The program had been a sticking point in budget negotiations but the brighter cost outlook may make finding a funding compromise easier. The CBO had estimated that the program would cost $8.2 billion over the next 10 years. Their revised estimate says it would cost only $800 million over the same time period, almost a tenth of the original projection. Lawmakers must strike a budget deal before January 19 in order to keep the government open.
The CHIP program provides insurance to nearly 9 million low-income children. Funding for the program expired last fall, but its funding was extended temporarily. That temporary funding is supposed to last through March, but states have said they could run out of money for the program well before that time.

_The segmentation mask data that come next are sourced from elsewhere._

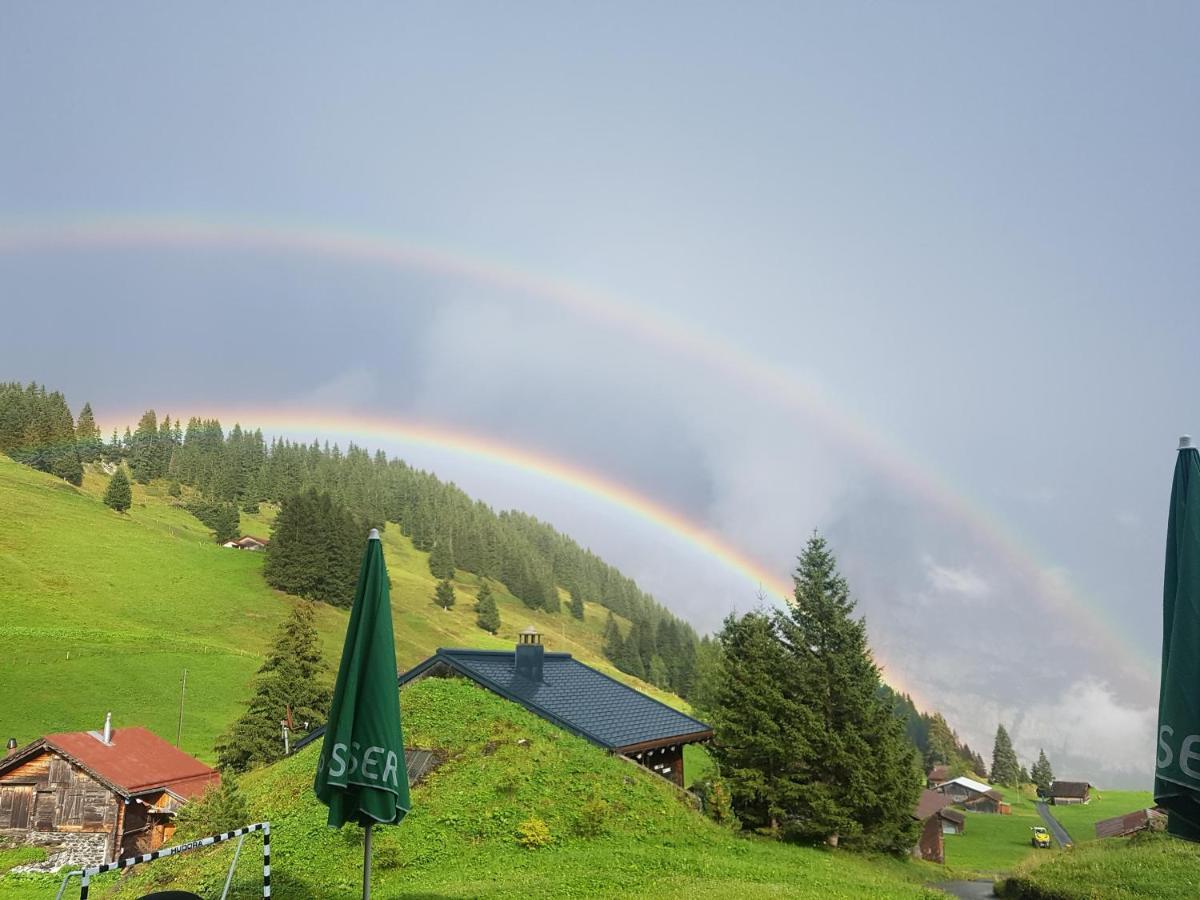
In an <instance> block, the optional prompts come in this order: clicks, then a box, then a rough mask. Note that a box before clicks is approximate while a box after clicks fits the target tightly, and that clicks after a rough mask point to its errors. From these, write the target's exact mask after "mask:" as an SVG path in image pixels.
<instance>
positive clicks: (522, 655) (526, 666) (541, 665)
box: [514, 625, 546, 682]
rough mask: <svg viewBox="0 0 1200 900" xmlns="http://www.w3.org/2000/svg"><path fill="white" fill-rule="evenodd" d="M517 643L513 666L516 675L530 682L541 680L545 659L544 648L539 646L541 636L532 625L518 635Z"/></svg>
mask: <svg viewBox="0 0 1200 900" xmlns="http://www.w3.org/2000/svg"><path fill="white" fill-rule="evenodd" d="M518 640H520V643H517V648H516V656H515V660H514V661H515V665H516V673H517V674H518V676H522V677H524V678H528V679H529V680H530V682H540V680H542V665H544V662H545V658H546V648H545V647H542V646H541V635H539V634H538V629H535V628H534V626H533V625H530V626H529V628H527V629H526V630H524V631H522V632H521V635H520V638H518Z"/></svg>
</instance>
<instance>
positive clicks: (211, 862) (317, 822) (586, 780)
mask: <svg viewBox="0 0 1200 900" xmlns="http://www.w3.org/2000/svg"><path fill="white" fill-rule="evenodd" d="M401 708H402V715H403V716H404V728H406V738H407V739H408V742H409V743H412V744H414V745H418V746H434V748H439V749H442V750H444V751H445V752H446V754H448V756H449V758H448V761H446V762H445V763H444V764H443V766H442V767H440V768H439V769H437V770H436V772H433V773H432V775H431V776H430V778H428V780H427V781H425V782H424V784H422V785H419V786H418V787H415V788H414V791H413V804H414V808H413V811H412V812H410V814H409V816H408V817H407V818H406V820H404V821H403V822H402V823H401V824H400V826H397V827H388V828H379V829H377V836H376V841H374V846H376V850H374V853H376V869H374V887H376V890H377V895H378V896H380V898H418V896H420V898H434V896H437V898H478V896H514V895H521V896H529V898H548V896H556V898H557V896H566V898H571V896H574V898H583V896H587V898H592V896H599V898H630V896H637V898H682V896H688V898H779V896H800V898H822V899H823V900H824V899H827V898H847V899H850V898H853V899H854V900H858V899H859V898H881V899H883V900H888V899H889V898H918V896H925V898H936V896H941V895H938V894H931V893H929V892H926V890H924V889H923V888H922V887H920V884H919V882H920V881H922V880H923V878H925V877H926V876H928V874H929V871H930V868H928V866H924V865H920V864H917V863H913V862H911V860H893V859H875V858H864V857H858V856H854V854H850V853H845V852H836V851H824V850H810V848H805V847H794V846H788V845H782V844H778V842H773V841H768V840H764V839H757V838H748V836H740V835H738V834H734V833H731V832H727V830H724V829H721V828H718V827H716V826H714V824H713V823H710V822H709V821H708V820H706V818H704V817H703V816H701V815H700V814H698V812H696V811H695V810H694V809H692V808H691V805H690V804H689V803H688V802H686V799H685V798H684V797H683V796H682V794H680V792H679V791H677V790H676V788H674V787H673V786H672V785H671V784H668V782H667V781H665V780H664V779H660V778H658V776H655V775H652V774H650V773H648V772H646V770H643V769H640V768H637V767H635V766H634V764H631V763H629V762H628V761H624V760H620V758H618V757H614V756H610V755H608V754H605V752H604V751H601V750H599V749H598V748H595V746H593V745H590V744H588V743H587V742H584V740H582V739H580V738H576V737H574V736H571V734H568V733H565V732H563V731H560V730H558V728H556V727H554V726H552V725H550V724H548V722H546V721H544V720H541V719H539V718H536V716H534V715H532V714H529V713H527V712H526V710H524V709H522V708H521V707H518V706H516V704H512V703H509V702H508V701H504V700H502V698H500V697H497V696H494V695H492V694H490V692H487V691H485V690H482V689H480V688H478V686H475V685H474V684H472V683H469V682H466V680H460V679H433V678H431V679H425V680H422V682H419V683H416V684H413V685H410V686H408V688H406V689H404V690H403V692H402V694H401ZM522 740H523V742H528V743H524V744H522V743H520V742H522ZM316 758H317V748H316V746H313V748H308V749H306V750H305V751H302V752H300V754H298V755H296V756H294V757H289V758H288V760H284V761H283V762H281V763H278V764H276V766H272V767H270V768H268V769H260V770H258V772H256V773H252V774H251V775H247V776H245V778H244V779H242V781H241V786H242V791H244V793H245V794H246V797H247V800H248V802H250V804H251V806H252V810H253V814H254V817H256V818H258V817H262V818H269V820H270V821H271V824H272V838H271V882H272V893H274V894H275V895H277V896H281V898H288V900H310V899H313V898H322V900H324V899H326V898H328V899H336V898H354V896H358V895H359V893H360V888H359V884H360V882H359V877H360V866H361V853H362V848H361V832H360V830H359V829H358V828H353V827H349V828H344V829H341V830H332V829H329V828H328V827H326V826H325V809H324V808H323V806H320V805H319V804H318V803H317V800H316V799H314V797H313V794H312V790H311V785H312V775H313V768H314V766H316ZM534 816H536V817H539V818H541V820H544V821H545V822H546V824H547V826H548V828H550V834H551V836H552V844H551V845H550V846H547V847H544V848H540V850H526V848H523V847H522V846H520V845H518V842H517V840H516V832H517V827H518V826H520V823H521V822H522V821H524V820H527V818H529V817H534ZM232 852H233V851H232V847H229V846H226V847H221V848H215V850H212V851H199V852H197V853H190V854H187V856H185V857H181V858H178V859H167V860H162V862H157V863H151V864H148V865H146V866H144V868H142V870H140V872H139V874H137V875H134V876H133V877H130V878H126V880H124V881H122V880H121V878H120V877H119V876H116V875H107V876H101V878H100V880H98V887H100V889H101V890H113V892H114V893H112V894H104V893H102V894H100V895H102V896H113V898H136V896H139V895H140V894H142V893H145V892H148V890H149V889H150V888H151V887H156V888H166V887H174V888H186V889H192V890H196V892H197V893H199V894H202V895H216V894H218V893H220V886H221V882H222V880H223V877H224V869H226V866H227V865H228V860H229V858H230V856H232ZM256 857H257V854H256V853H254V852H252V851H250V847H248V846H247V852H244V853H242V858H244V863H242V864H241V865H240V866H239V872H238V877H236V882H235V887H236V893H235V894H234V896H238V898H251V896H254V895H256V890H259V889H260V887H259V886H260V883H262V882H260V874H262V869H260V866H259V865H257V863H258V862H259V860H258V859H257V858H256ZM137 871H138V870H134V872H137ZM6 882H7V888H8V889H12V890H16V889H17V888H22V889H24V888H28V894H24V895H22V894H17V893H13V894H11V896H12V898H18V896H20V898H24V896H29V898H32V896H44V895H46V894H44V893H42V894H36V893H35V890H34V889H35V888H43V887H44V886H47V884H48V883H49V880H48V878H29V880H17V878H14V877H13V876H10V878H0V892H2V890H4V889H6ZM0 896H5V895H4V894H2V893H0Z"/></svg>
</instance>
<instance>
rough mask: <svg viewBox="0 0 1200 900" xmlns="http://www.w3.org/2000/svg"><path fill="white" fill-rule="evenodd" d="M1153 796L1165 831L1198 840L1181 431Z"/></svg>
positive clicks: (1190, 622) (1190, 566)
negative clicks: (1163, 815)
mask: <svg viewBox="0 0 1200 900" xmlns="http://www.w3.org/2000/svg"><path fill="white" fill-rule="evenodd" d="M1154 802H1156V803H1157V804H1158V805H1159V806H1162V808H1164V809H1165V810H1166V830H1168V832H1169V833H1171V834H1174V835H1177V836H1180V838H1187V839H1188V840H1193V841H1196V840H1200V452H1198V451H1196V449H1195V448H1194V446H1192V438H1189V437H1187V436H1184V437H1182V438H1180V451H1178V454H1177V456H1176V460H1175V482H1174V485H1172V486H1171V509H1170V515H1169V517H1168V520H1166V574H1165V577H1164V580H1163V679H1162V684H1160V686H1159V694H1158V757H1157V761H1156V768H1154Z"/></svg>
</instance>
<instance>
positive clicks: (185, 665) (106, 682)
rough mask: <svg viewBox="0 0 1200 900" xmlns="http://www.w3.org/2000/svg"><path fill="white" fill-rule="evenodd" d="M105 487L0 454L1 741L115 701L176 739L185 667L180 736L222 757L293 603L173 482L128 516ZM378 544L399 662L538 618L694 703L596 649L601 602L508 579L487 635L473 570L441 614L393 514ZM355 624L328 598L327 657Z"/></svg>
mask: <svg viewBox="0 0 1200 900" xmlns="http://www.w3.org/2000/svg"><path fill="white" fill-rule="evenodd" d="M106 485H107V478H104V476H103V475H100V474H96V473H95V472H89V473H88V474H86V475H85V479H84V485H83V487H82V488H74V487H72V486H71V485H68V484H66V482H65V481H61V480H60V479H56V478H53V476H50V475H46V474H43V473H40V472H34V470H32V469H29V468H25V467H23V466H18V464H17V463H14V462H12V461H11V460H8V458H7V457H5V456H2V455H0V611H2V616H0V646H2V647H4V653H0V684H2V685H4V689H5V691H4V692H5V702H4V703H0V740H5V739H7V738H8V737H10V736H12V737H16V738H17V740H18V742H20V743H25V742H29V740H32V739H35V738H37V737H40V736H42V734H46V733H49V732H55V731H78V730H89V728H96V727H100V726H101V725H102V724H103V720H104V713H106V712H109V710H112V713H113V721H114V724H115V725H116V726H118V727H121V726H122V725H144V726H146V727H149V728H150V730H151V731H154V732H156V733H158V734H161V736H163V737H166V738H168V739H172V740H173V739H174V737H175V728H176V722H178V716H179V700H180V682H181V677H182V672H184V670H185V668H186V670H187V702H186V707H185V715H184V727H182V733H181V746H182V748H184V749H185V750H187V751H188V752H192V754H194V755H197V756H199V757H200V758H202V760H206V761H212V758H214V755H212V744H214V740H215V739H216V738H217V737H218V736H220V734H221V733H222V732H223V731H224V730H226V728H227V727H228V726H229V724H230V722H232V721H233V720H234V719H235V718H236V716H238V715H239V714H240V713H241V710H242V708H244V704H245V701H246V700H247V698H248V696H250V692H251V683H252V679H253V676H254V672H256V670H257V668H258V666H259V664H260V660H262V654H263V652H264V649H265V648H266V646H268V644H269V642H270V640H271V637H272V634H274V631H275V629H276V626H277V625H278V623H280V622H281V620H282V619H283V618H284V617H286V616H287V614H288V612H289V610H290V608H292V606H293V605H294V604H295V602H298V601H296V599H295V598H292V596H288V595H286V594H281V593H278V592H275V590H271V589H270V588H269V587H268V586H266V583H265V582H264V581H263V576H262V566H263V562H264V558H265V557H264V554H262V553H252V552H242V551H233V550H226V548H223V547H220V546H217V545H216V544H215V542H214V541H212V540H211V538H210V536H209V532H208V529H206V528H205V527H204V526H203V524H202V523H200V522H199V521H197V520H196V518H194V517H193V516H191V515H190V514H187V512H185V511H184V510H181V509H178V508H176V506H174V505H173V500H172V498H169V497H168V496H167V493H166V484H164V482H155V484H151V485H148V486H142V485H134V486H133V508H132V509H131V510H130V512H128V514H127V515H118V514H115V512H113V511H112V510H109V509H108V508H107V506H104V505H103V503H102V502H101V499H100V498H101V496H102V493H103V490H104V486H106ZM274 515H275V512H274V510H272V509H271V508H270V506H265V505H264V506H263V510H262V512H260V514H258V515H254V516H246V517H245V518H244V530H246V532H248V533H253V534H262V533H264V532H265V533H268V534H269V530H270V521H271V518H272V517H274ZM384 554H385V558H386V562H388V569H389V575H390V577H391V582H392V616H394V622H395V631H396V656H397V664H398V665H400V666H401V667H408V666H412V665H415V664H416V662H419V661H420V660H421V659H424V658H425V656H427V655H428V654H430V653H432V652H433V650H434V649H436V648H437V647H444V646H445V647H452V646H460V647H464V646H466V647H492V648H502V647H504V648H506V647H511V646H512V644H514V643H515V641H516V634H517V631H520V630H521V629H522V628H524V626H526V625H529V624H533V625H535V626H536V628H538V629H539V630H540V631H542V632H544V635H545V637H544V642H545V643H546V646H547V647H548V648H550V649H564V650H568V652H570V653H572V654H575V655H576V656H577V658H578V659H581V660H583V661H586V662H588V664H589V665H594V666H596V667H598V668H601V670H602V671H605V672H608V673H610V674H613V676H616V677H619V678H620V679H622V680H625V682H628V683H631V684H634V685H635V686H637V688H640V689H642V690H646V691H647V692H648V694H652V695H653V696H656V697H659V698H660V700H664V701H665V702H668V703H672V704H674V706H685V704H683V702H682V701H680V700H679V698H678V697H674V696H673V695H670V694H666V692H664V691H659V690H655V689H654V688H650V686H649V685H646V684H643V683H641V682H638V680H637V679H631V678H629V677H628V676H624V674H620V673H617V672H616V670H614V668H613V667H612V666H610V665H608V664H607V661H606V660H604V659H602V655H601V652H600V646H601V642H602V631H604V623H605V619H606V617H607V611H606V610H604V608H602V607H600V606H598V605H593V604H587V605H586V608H584V612H586V617H584V620H583V622H577V620H576V619H574V618H572V617H571V616H570V614H569V613H566V612H564V613H562V614H558V616H553V614H550V613H546V612H544V611H532V610H529V608H527V607H526V606H524V605H523V604H521V602H520V601H518V600H516V599H515V598H512V596H511V595H509V594H508V593H506V592H505V590H504V589H503V588H499V589H497V590H494V592H493V594H494V595H496V599H497V605H498V607H499V610H500V616H502V619H503V626H502V629H500V634H499V635H498V636H496V637H493V636H491V635H488V634H486V632H484V631H481V630H480V629H479V628H478V626H476V625H475V622H474V620H475V614H474V610H473V607H474V595H475V592H476V590H478V580H476V578H475V577H474V576H472V575H467V574H464V572H460V574H458V578H457V580H456V582H455V588H456V593H457V601H458V602H457V605H456V606H455V607H454V608H452V610H450V611H449V612H444V611H442V610H440V608H438V607H436V606H434V605H433V602H432V595H433V588H434V580H433V577H432V576H431V575H430V571H428V565H427V554H425V553H421V552H419V551H416V550H415V548H414V547H413V546H412V544H410V542H409V541H408V540H407V539H406V538H404V536H403V535H402V534H401V533H400V529H398V528H397V527H396V526H391V527H389V528H386V529H385V530H384ZM346 622H347V612H346V611H344V610H337V608H334V607H329V606H324V605H318V616H317V628H318V631H319V634H320V637H322V644H323V649H324V654H325V658H326V660H328V661H329V664H330V666H331V668H336V661H337V659H338V656H340V654H341V649H342V638H343V635H344V632H346ZM331 677H332V676H331Z"/></svg>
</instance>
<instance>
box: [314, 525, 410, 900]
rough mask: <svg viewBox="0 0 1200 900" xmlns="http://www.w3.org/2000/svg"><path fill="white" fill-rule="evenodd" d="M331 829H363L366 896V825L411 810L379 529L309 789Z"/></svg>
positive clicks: (404, 814) (366, 550)
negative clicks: (324, 739)
mask: <svg viewBox="0 0 1200 900" xmlns="http://www.w3.org/2000/svg"><path fill="white" fill-rule="evenodd" d="M313 788H314V790H316V792H317V798H318V799H319V800H320V802H322V803H324V804H325V805H326V806H329V824H330V826H332V827H334V828H341V827H342V826H343V824H346V823H347V822H356V823H358V824H360V826H362V827H364V828H365V829H366V834H365V835H364V852H362V896H364V898H370V896H371V828H372V826H374V824H376V823H382V824H396V823H397V822H400V820H402V818H403V817H404V816H406V815H407V814H408V810H409V809H410V805H412V804H410V802H409V799H408V769H407V767H406V766H404V737H403V734H402V733H401V728H400V691H398V689H397V686H396V644H395V640H394V637H392V632H391V601H390V598H389V595H388V570H386V568H385V566H384V562H383V546H382V545H380V542H379V532H377V530H376V529H374V528H372V529H371V536H370V539H368V540H367V550H366V553H364V556H362V566H361V568H360V569H359V586H358V588H356V589H355V592H354V607H353V608H352V610H350V624H349V626H348V628H347V630H346V644H344V647H343V648H342V662H341V665H340V666H338V668H337V684H336V685H335V686H334V702H332V703H331V704H330V709H329V721H328V722H326V725H325V742H324V744H323V745H322V749H320V761H319V762H318V763H317V780H316V784H314V785H313Z"/></svg>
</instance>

One of the reasons for the vastly reduced estimate, according to the CBO, may lie in the tax overhaul package that signed last month. That package eliminated Obamacare’s individual mandate, the health law’s provision that requires every American to purchase health insurance. Because that elimination is expected to raise cost of the government’s subsidizing of health insurance plans, as well as the cost of health insurance overall, it’s believed that more parents will opt to purchase their children’s health insurance through CHIP instead.
Senator Hatch, Chairman of the Finance Committee, the committee overseeing the negotiations, welcomed the news. “In light of the latest analysis from CBO, nothing should prevent enactment of a…reauthorization before January 19. Chairman Hatch believes it is time to stop holding CHIP hostage to a caps deal, and will continue to push to get this done to ensure families who rely on CHIP get the care they need,” a spokesperson said.